METHOD: We compared 36 patients with fibromyalgia and 33 patients with rheumatoid arthritis by using structured interviews for sexual, physical, and emotional victimization histories, as well as dimensional self-report measures of victimization severity.
RESULTS: Compared with the patients with rheumatoid arthritis, those with fibromyalgia had significantly higher lifetime prevalence rates of all forms of victimization, both adult and childhood, as well as combinations of adult and childhood trauma.
Although childhood maltreatment was found to be a general risk factor for fibromyalgia, particular forms of maltreatment (eg, sexual abuse per se) did not have specific effects.
Experiences of physical assault in adulthood, however, showed a strong and specific relationship with unexplained pain.
Trauma severity was correlated significantly with measures of physical disability, psychiatric distress, illness adjustment, personality, and quality of sleep in patients with fibromyalgia but not in those with rheumatoid arthritis.

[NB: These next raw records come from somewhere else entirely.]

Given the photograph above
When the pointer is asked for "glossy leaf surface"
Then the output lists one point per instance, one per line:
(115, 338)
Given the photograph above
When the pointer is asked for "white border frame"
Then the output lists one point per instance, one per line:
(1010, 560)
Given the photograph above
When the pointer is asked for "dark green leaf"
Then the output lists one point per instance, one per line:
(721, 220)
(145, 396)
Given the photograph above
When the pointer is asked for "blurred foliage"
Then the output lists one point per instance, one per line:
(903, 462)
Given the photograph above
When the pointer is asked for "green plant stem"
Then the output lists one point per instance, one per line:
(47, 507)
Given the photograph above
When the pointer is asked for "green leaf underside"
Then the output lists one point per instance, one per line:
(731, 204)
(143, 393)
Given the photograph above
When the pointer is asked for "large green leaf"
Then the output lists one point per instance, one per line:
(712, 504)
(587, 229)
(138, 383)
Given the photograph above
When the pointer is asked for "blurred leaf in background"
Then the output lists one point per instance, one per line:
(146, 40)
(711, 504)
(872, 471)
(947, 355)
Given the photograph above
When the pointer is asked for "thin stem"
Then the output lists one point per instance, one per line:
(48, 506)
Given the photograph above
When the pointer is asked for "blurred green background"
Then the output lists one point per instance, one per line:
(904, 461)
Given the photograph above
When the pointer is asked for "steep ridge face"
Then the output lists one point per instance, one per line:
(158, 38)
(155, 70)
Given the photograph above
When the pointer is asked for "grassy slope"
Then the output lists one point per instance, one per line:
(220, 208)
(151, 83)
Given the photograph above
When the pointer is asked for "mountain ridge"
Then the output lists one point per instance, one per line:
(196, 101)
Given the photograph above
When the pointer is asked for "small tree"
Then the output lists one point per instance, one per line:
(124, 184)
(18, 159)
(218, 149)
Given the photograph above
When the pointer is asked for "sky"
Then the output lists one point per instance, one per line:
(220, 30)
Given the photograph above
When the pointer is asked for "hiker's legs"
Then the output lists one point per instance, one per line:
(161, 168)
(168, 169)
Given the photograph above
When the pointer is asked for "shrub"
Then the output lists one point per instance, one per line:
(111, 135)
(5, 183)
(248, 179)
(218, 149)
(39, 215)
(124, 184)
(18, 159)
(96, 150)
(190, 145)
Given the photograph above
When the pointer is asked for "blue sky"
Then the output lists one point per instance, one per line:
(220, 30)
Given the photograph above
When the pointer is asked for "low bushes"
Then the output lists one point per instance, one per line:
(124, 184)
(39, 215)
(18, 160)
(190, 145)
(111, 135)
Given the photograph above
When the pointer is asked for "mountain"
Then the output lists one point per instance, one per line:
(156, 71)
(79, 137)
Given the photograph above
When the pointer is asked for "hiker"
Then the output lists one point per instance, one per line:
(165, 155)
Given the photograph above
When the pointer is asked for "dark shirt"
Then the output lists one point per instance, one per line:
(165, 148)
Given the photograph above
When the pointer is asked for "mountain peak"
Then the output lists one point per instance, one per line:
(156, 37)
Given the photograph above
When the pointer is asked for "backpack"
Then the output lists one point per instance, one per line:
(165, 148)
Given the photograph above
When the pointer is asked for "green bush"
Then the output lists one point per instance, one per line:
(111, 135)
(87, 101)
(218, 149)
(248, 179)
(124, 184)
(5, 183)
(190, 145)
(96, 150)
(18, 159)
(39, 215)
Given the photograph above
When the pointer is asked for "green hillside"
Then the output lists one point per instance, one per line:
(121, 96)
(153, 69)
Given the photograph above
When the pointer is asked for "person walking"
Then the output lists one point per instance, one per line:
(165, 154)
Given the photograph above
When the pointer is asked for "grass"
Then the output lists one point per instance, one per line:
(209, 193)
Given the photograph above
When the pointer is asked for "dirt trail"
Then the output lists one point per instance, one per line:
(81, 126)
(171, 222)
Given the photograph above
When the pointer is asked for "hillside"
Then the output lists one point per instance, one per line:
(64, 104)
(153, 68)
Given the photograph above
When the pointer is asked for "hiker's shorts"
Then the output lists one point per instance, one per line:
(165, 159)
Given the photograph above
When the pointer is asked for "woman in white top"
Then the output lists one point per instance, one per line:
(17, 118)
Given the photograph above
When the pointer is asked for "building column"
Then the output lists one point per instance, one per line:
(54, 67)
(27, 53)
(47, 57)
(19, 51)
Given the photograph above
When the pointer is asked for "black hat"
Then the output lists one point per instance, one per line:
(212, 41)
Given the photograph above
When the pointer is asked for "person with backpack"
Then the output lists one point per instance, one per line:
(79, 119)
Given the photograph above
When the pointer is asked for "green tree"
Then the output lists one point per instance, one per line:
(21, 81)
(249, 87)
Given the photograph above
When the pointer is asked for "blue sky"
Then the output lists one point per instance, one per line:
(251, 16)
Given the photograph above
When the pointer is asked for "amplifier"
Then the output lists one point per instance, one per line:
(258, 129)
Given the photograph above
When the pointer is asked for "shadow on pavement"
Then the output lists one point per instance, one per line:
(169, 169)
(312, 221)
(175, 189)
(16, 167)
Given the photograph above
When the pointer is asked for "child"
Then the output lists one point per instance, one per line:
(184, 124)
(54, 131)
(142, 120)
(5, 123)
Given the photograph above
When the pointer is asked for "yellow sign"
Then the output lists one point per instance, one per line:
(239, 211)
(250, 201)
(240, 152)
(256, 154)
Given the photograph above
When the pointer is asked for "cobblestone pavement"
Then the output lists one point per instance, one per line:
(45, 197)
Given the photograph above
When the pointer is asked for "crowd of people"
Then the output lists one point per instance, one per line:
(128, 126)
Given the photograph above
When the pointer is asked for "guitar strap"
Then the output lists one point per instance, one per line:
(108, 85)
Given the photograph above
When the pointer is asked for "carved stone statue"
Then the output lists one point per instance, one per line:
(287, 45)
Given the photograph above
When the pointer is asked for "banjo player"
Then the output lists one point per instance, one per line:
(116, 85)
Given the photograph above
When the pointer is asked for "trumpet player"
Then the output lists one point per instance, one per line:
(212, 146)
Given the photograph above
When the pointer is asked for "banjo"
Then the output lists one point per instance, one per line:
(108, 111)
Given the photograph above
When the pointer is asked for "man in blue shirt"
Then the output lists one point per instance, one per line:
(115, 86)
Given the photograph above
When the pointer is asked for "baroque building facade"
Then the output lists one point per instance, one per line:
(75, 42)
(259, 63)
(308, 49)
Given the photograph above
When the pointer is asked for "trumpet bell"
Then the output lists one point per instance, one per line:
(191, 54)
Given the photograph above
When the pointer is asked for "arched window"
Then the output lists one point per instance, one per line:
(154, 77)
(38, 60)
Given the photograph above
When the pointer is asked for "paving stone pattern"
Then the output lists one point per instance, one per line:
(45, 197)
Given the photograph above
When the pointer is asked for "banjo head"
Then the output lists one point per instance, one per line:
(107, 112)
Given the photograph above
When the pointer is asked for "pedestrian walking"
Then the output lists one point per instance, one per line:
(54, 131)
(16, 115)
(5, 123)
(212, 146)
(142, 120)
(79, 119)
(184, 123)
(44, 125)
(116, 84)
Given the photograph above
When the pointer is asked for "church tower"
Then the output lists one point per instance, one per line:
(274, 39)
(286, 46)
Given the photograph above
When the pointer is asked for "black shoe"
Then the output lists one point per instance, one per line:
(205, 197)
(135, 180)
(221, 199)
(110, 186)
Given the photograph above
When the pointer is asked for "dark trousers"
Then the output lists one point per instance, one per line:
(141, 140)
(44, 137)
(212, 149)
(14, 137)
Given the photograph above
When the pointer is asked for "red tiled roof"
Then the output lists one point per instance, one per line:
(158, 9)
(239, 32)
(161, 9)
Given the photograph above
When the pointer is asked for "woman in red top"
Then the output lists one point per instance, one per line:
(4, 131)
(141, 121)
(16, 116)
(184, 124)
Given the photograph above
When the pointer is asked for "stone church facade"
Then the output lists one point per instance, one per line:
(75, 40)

CONCLUSIONS: Fibromyalgia seems to be associated with increased risk of victimization, particularly adult physical abuse. Sexual, physical, and emotional trauma may be important factors in the development and maintenance of this disorder and its associated disability in many patients.
2/prevalence of sexual abuse in women with fibromyalgia
OBJECTIVE. To determine the prevalence of sexual abuse in women diagnosed as having fibromyalgia (FM) compared with controls.
METHODS. A self-administered questionnaire designed to obtain information regarding demographics, health care utilization, and history of sexual and physical abuse was completed by 40 women with FM and by 42 women who had no evidence of connective tissue disease or other major medical condition.
RESULTS. Women with FM reported more physical symptoms and were significantly different on multiple indices of health compared with controls. Twenty-six FM subjects (65%) reported sexual abuse, in comparison with 22 controls (52%). The prevalence and type of abuse were not significantly different between groups. Sexually abused FM subjects reported significantly more symptoms than did non-sexually abused FM women, but did not differ in the number of symptoms for which they sought medical treatment.
CONCLUSION. Sexual abuse does not appear to be a specific factor in the etiology of FM, but is correlated with the number and severity of associated symptoms.